This week it’s Superbooth in Berlin - Thonk will be at the show and I’ll be running a DIY workshop on Friday afternoon.
We’ll be in tent Z160, near the circus tent, sharing space with RYK, Worng, ALM, Zlob and Sebsongs (what a lineup!).
I’m not showing anything new this year - but I am working on an exciting new thing, currently called the Music Thing Workshop System, which I’d be delighted to chat about if you’re there - say hello.
The first prototypes were in action at the Dyski: Sound Maps retreat in Cornwall a few weeks ago, which was a huge expansion of my Album in an Evening post from 2016.

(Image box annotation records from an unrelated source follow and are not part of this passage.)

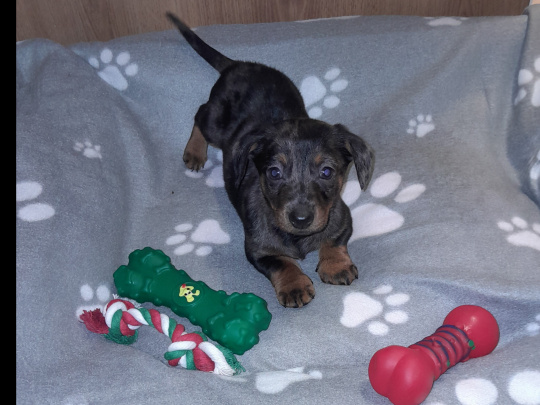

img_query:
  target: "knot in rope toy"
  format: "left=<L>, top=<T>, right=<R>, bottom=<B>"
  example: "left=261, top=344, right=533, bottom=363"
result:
left=80, top=298, right=245, bottom=376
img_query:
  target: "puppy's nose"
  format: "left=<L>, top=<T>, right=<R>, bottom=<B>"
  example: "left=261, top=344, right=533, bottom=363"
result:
left=289, top=206, right=314, bottom=229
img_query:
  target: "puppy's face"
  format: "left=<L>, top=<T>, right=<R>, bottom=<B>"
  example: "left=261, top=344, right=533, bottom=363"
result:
left=238, top=119, right=373, bottom=235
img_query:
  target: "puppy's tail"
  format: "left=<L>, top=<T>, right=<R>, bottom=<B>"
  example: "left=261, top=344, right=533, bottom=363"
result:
left=167, top=12, right=234, bottom=73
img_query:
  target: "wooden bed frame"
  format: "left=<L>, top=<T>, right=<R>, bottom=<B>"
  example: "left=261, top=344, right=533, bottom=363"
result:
left=16, top=0, right=540, bottom=45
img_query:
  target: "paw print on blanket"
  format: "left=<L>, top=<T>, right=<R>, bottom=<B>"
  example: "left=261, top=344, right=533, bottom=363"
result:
left=15, top=181, right=55, bottom=222
left=300, top=68, right=349, bottom=118
left=73, top=140, right=102, bottom=159
left=455, top=370, right=540, bottom=405
left=340, top=284, right=410, bottom=336
left=514, top=57, right=540, bottom=107
left=497, top=217, right=540, bottom=251
left=75, top=284, right=112, bottom=320
left=425, top=17, right=467, bottom=27
left=88, top=48, right=139, bottom=90
left=525, top=314, right=540, bottom=336
left=165, top=219, right=231, bottom=256
left=407, top=114, right=435, bottom=138
left=184, top=150, right=225, bottom=187
left=342, top=172, right=426, bottom=242
left=255, top=367, right=322, bottom=394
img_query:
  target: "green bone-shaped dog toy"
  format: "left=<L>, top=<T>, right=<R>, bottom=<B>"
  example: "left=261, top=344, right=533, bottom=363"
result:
left=113, top=247, right=272, bottom=354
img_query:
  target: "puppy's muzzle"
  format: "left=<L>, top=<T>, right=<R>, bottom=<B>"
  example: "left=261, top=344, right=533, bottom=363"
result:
left=289, top=205, right=315, bottom=230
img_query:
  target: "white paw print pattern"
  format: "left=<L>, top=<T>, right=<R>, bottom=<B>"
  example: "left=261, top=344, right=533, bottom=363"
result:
left=255, top=367, right=322, bottom=394
left=75, top=284, right=112, bottom=319
left=340, top=284, right=410, bottom=336
left=300, top=68, right=349, bottom=118
left=497, top=217, right=540, bottom=251
left=342, top=172, right=426, bottom=242
left=407, top=114, right=435, bottom=138
left=425, top=17, right=467, bottom=27
left=455, top=370, right=540, bottom=405
left=525, top=314, right=540, bottom=336
left=16, top=181, right=55, bottom=222
left=184, top=150, right=225, bottom=187
left=165, top=219, right=231, bottom=256
left=514, top=57, right=540, bottom=107
left=73, top=140, right=102, bottom=159
left=88, top=48, right=139, bottom=90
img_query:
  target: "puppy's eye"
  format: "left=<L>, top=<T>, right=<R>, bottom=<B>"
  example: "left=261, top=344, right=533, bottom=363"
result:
left=319, top=167, right=334, bottom=180
left=266, top=167, right=283, bottom=180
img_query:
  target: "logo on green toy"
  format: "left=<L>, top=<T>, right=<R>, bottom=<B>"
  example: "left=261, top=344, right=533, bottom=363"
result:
left=178, top=284, right=201, bottom=302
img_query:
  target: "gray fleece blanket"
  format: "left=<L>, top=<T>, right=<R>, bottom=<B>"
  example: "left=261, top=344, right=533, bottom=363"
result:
left=16, top=6, right=540, bottom=405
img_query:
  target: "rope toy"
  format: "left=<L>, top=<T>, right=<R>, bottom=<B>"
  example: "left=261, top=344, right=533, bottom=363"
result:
left=80, top=298, right=246, bottom=376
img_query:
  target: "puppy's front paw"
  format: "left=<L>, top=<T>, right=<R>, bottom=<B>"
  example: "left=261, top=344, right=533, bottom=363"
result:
left=270, top=260, right=315, bottom=308
left=184, top=125, right=208, bottom=172
left=317, top=263, right=358, bottom=285
left=276, top=275, right=315, bottom=308
left=317, top=245, right=358, bottom=285
left=184, top=149, right=206, bottom=172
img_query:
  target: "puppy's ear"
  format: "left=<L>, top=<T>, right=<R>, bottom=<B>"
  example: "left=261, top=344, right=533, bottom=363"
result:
left=334, top=124, right=375, bottom=190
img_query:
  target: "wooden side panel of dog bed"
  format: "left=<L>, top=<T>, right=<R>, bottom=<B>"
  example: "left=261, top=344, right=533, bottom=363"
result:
left=16, top=0, right=528, bottom=45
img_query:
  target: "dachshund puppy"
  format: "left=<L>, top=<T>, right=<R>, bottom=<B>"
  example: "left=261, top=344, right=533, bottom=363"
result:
left=167, top=13, right=374, bottom=307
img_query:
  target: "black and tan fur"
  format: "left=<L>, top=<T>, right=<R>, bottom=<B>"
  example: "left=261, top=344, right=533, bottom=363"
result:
left=167, top=14, right=374, bottom=307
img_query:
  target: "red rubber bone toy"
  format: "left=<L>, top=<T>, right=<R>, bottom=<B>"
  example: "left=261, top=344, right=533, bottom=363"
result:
left=368, top=305, right=499, bottom=405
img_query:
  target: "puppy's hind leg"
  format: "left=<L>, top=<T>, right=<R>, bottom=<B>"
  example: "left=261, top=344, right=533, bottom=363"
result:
left=183, top=123, right=208, bottom=172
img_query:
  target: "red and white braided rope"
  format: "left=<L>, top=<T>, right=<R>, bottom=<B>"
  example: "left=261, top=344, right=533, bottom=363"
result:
left=104, top=299, right=235, bottom=376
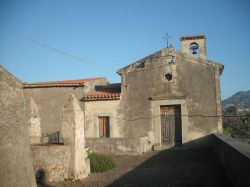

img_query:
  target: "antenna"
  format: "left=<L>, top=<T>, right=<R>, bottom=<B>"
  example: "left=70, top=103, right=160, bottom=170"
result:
left=163, top=33, right=172, bottom=48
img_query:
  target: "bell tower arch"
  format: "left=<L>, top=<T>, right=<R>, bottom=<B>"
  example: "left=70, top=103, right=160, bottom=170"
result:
left=180, top=35, right=207, bottom=59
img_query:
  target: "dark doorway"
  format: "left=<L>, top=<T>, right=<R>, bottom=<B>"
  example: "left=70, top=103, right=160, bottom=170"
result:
left=98, top=116, right=110, bottom=138
left=160, top=105, right=182, bottom=146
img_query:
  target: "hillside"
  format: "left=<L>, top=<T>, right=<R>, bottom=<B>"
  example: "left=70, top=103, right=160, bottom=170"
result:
left=222, top=90, right=250, bottom=108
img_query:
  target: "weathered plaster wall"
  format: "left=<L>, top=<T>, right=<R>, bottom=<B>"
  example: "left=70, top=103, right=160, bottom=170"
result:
left=86, top=137, right=148, bottom=155
left=84, top=100, right=123, bottom=138
left=212, top=134, right=250, bottom=187
left=24, top=78, right=107, bottom=133
left=120, top=49, right=223, bottom=143
left=0, top=66, right=36, bottom=187
left=31, top=145, right=70, bottom=183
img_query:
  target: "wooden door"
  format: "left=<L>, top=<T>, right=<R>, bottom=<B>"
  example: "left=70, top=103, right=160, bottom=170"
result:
left=160, top=105, right=182, bottom=144
left=98, top=116, right=109, bottom=138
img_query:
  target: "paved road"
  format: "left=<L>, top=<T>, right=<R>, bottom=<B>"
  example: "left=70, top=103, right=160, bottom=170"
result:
left=47, top=149, right=232, bottom=187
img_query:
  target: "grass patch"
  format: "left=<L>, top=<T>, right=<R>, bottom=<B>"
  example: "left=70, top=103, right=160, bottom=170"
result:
left=88, top=152, right=115, bottom=173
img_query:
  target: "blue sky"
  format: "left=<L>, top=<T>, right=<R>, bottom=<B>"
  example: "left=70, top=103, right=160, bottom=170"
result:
left=0, top=0, right=250, bottom=99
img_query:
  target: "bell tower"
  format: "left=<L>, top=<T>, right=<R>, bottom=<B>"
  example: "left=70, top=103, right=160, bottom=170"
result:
left=180, top=34, right=207, bottom=59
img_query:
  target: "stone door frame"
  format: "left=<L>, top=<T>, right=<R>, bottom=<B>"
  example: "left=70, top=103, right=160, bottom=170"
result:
left=153, top=99, right=189, bottom=146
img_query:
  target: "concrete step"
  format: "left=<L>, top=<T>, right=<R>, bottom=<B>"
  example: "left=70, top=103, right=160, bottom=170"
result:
left=153, top=144, right=188, bottom=151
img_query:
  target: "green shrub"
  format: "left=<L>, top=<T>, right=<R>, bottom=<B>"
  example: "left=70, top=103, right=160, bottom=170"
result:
left=88, top=152, right=115, bottom=172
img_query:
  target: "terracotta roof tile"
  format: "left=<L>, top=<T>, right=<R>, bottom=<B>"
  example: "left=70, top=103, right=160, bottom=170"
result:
left=180, top=34, right=206, bottom=41
left=23, top=77, right=104, bottom=88
left=82, top=83, right=121, bottom=101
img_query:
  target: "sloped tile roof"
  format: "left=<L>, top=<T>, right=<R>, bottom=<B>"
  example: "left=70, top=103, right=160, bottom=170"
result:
left=82, top=83, right=121, bottom=101
left=23, top=77, right=104, bottom=88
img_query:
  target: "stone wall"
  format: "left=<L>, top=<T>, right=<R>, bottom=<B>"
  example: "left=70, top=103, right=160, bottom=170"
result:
left=212, top=134, right=250, bottom=187
left=86, top=137, right=151, bottom=155
left=62, top=95, right=90, bottom=180
left=84, top=100, right=123, bottom=138
left=24, top=78, right=107, bottom=133
left=118, top=48, right=223, bottom=144
left=0, top=66, right=36, bottom=187
left=31, top=145, right=70, bottom=183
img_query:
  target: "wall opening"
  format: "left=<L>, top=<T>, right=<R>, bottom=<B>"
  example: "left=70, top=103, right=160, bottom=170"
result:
left=98, top=116, right=110, bottom=138
left=160, top=105, right=182, bottom=146
left=189, top=42, right=200, bottom=56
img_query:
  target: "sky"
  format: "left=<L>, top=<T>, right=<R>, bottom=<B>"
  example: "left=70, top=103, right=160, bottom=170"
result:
left=0, top=0, right=250, bottom=99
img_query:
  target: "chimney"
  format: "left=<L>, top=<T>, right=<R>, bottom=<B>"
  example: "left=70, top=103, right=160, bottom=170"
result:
left=180, top=34, right=207, bottom=59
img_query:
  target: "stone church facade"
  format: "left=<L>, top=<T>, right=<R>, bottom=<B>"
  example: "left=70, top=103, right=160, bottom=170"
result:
left=23, top=35, right=224, bottom=154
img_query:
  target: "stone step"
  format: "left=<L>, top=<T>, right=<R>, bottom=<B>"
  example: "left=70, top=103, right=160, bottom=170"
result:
left=153, top=144, right=188, bottom=151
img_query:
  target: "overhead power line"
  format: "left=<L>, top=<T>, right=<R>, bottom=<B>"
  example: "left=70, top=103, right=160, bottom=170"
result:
left=0, top=23, right=115, bottom=72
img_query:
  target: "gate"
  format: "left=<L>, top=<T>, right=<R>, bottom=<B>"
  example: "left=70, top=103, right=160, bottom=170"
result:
left=160, top=105, right=182, bottom=145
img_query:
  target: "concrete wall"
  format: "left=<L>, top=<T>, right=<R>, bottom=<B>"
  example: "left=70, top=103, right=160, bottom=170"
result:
left=31, top=145, right=70, bottom=183
left=24, top=78, right=107, bottom=133
left=119, top=49, right=222, bottom=144
left=0, top=66, right=36, bottom=187
left=84, top=100, right=123, bottom=138
left=86, top=137, right=151, bottom=155
left=212, top=134, right=250, bottom=187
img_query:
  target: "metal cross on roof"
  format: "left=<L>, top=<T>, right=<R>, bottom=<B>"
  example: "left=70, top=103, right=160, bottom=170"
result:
left=163, top=33, right=171, bottom=48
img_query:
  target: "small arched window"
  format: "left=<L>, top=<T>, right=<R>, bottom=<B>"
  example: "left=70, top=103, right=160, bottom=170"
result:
left=189, top=42, right=200, bottom=56
left=165, top=73, right=173, bottom=81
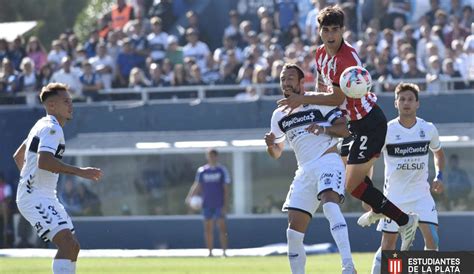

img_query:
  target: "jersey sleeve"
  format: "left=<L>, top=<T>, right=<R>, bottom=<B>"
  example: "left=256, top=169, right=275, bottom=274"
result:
left=332, top=50, right=362, bottom=87
left=271, top=110, right=286, bottom=144
left=38, top=125, right=64, bottom=154
left=430, top=125, right=441, bottom=152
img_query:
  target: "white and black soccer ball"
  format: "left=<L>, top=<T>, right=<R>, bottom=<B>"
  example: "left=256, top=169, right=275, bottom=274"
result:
left=189, top=196, right=202, bottom=210
left=339, top=66, right=372, bottom=98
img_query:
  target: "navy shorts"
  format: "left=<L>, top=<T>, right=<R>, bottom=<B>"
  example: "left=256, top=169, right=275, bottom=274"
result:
left=347, top=105, right=387, bottom=165
left=202, top=207, right=224, bottom=220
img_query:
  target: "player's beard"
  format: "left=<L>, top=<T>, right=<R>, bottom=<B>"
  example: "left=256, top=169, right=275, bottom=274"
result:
left=284, top=87, right=301, bottom=98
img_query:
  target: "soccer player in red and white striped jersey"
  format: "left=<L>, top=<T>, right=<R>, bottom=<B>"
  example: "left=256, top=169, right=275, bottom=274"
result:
left=278, top=6, right=418, bottom=253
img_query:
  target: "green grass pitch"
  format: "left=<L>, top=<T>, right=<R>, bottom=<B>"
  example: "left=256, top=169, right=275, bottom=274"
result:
left=0, top=253, right=373, bottom=274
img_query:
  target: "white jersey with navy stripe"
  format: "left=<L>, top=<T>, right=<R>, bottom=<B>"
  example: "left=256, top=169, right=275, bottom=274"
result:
left=271, top=97, right=343, bottom=167
left=382, top=117, right=441, bottom=203
left=17, top=115, right=66, bottom=201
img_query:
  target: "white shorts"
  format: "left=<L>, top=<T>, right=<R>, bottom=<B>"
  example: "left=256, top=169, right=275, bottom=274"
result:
left=282, top=153, right=346, bottom=216
left=17, top=197, right=74, bottom=242
left=377, top=195, right=438, bottom=233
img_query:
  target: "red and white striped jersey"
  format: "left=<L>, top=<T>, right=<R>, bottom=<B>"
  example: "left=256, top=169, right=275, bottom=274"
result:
left=316, top=41, right=377, bottom=120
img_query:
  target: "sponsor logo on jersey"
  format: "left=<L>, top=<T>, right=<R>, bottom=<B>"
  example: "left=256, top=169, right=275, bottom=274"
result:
left=278, top=110, right=325, bottom=132
left=387, top=142, right=429, bottom=157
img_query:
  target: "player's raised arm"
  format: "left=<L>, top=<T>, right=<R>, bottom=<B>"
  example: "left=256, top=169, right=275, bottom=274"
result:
left=38, top=151, right=102, bottom=181
left=13, top=142, right=26, bottom=170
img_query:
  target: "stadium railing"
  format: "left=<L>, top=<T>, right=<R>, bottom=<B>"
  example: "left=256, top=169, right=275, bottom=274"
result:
left=0, top=77, right=474, bottom=107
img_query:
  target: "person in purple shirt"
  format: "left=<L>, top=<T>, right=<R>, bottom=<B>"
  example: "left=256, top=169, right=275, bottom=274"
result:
left=186, top=149, right=230, bottom=257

This was a fantastic experience, at least for me. Thirteen musicians with diverse backgrounds — a folk singer, a Hollywood sound designer, a classical composer, a drum’n’bass producer and and and — came together and made music, using graphic scores, field recordings, laptops, tape loops, handmade instruments and mysterious new Music Thing things.
By the end of the week, we (they, really) had recorded three albums.
Sound Maps is the most intricate, group and individual interpretations of graphic scores.
Sine Wave Portraits are surprisingly beautiful, an attempt to make the simplest possible electronic music.
Dyski Orchestra is the sound of 15 sine wave generators in a room after a few glasses of wine.
If you’d like to come to a future event, sign up to the Dyski mailing list.
And if you’re a lecturer or teacher or arts funder or event organiser, and maybe would like me to talk or run an event, do get in touch - tom.whitwell@gmail.com

Anyway, I learned a lot in those days in Cornwall.
The job of an instrument designer is making tools that are open, outward-looking, fun and inspiring. Things that are deep - so they stay interesting for months or years - but also immediate.
It’s hard to predict how someone else will react to a concept or a physical design — very hard to see it through their eyes, feel it through their fingers. Some things landed immediately, other things seemed much clearer when they only existed in my own head.
So the Workshop System will appear once it’s finished, and I’ll try to update here every so often.
Best wishes,
Tom
I am so jealous of the people who were able to attend the workshop. It sounds amazing.
Also, I really want the new thing… whatever it is.
Sounds fascinating — I’ll try and catch up with you at SB… along with the rest of the world!